In order to eliminate the oxidation of the welded joint directly after it has been welded, the times during which the shielding gas ist still conducted on the welded joint following the welding can be individually set.
In the lower power range, which depends upon high stability, traditional lasers are inclinined toward a low „pulse to pulse stability“ and thus to a non-uniform welding result. The Pulse Width Modulation (PWM) gives a vastly more fine and stable coordination, as the internal energy supply here works in the area of the optimal output.
With the integrated selfdiagnostic system, you have the opportunity to detect faults in ongoing operations and to display this as plain text in a message. Even the laser's own software undergoes constant further development: you can bring your device up to date with a firmware upgrade.
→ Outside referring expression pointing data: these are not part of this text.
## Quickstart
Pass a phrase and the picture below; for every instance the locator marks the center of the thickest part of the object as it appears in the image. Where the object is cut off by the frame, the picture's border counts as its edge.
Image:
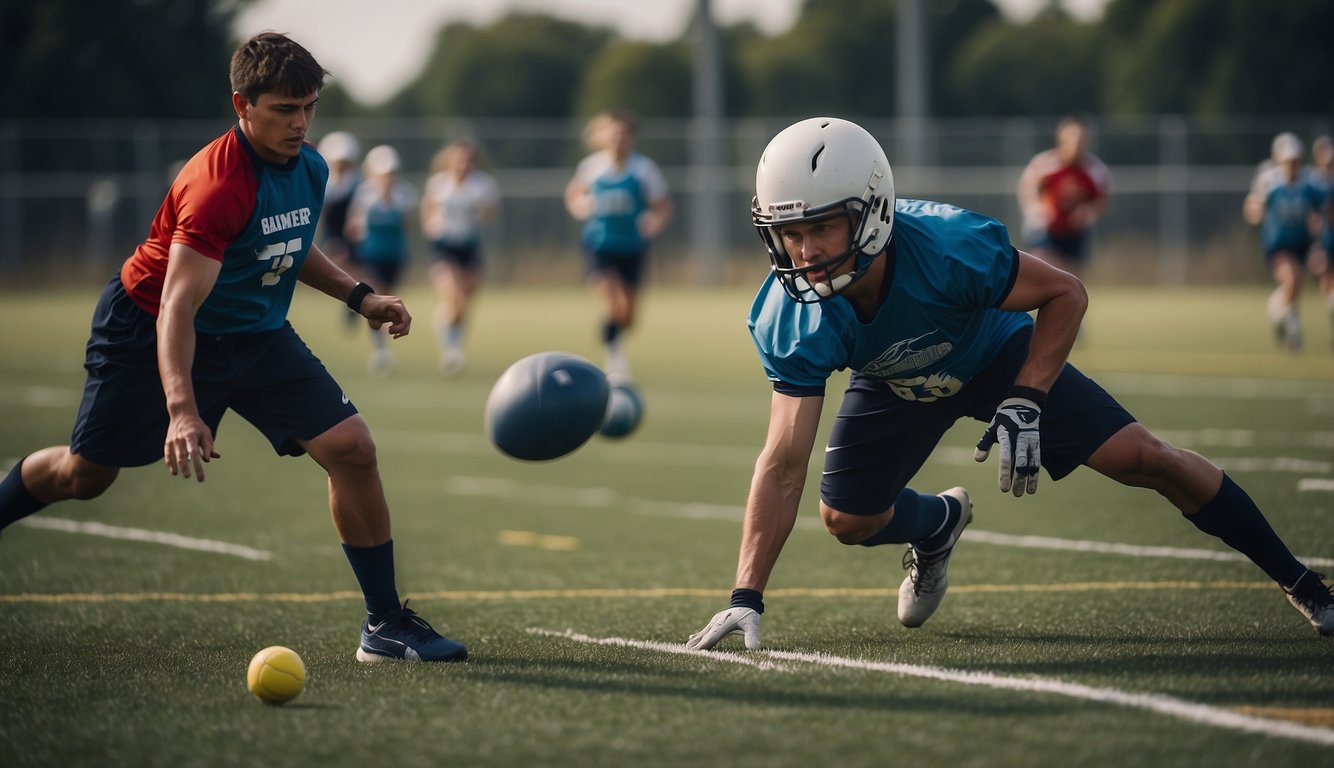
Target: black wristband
(358, 295)
(751, 599)
(1030, 394)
Free pulse shaping enables the setting and saving of all possible variations in the pulse process. Materials with different thermal coefficients of expansion thus show a clearly better welding behaviour - your laser´s area of application thus expands.
Booster technology for long lamp lifespan and heightened pulse stability The booster enables you to further raise the „pulse to pulse stability“ and to lengthen the lifespan of the flash lamp. Shortly before the shoot, the simmer power is automatically increased, thus stabilizing the plasma in the lamp and increasing the electrode temperature. This leads to a substanitially more stable energy output of the laser, especially with low energy.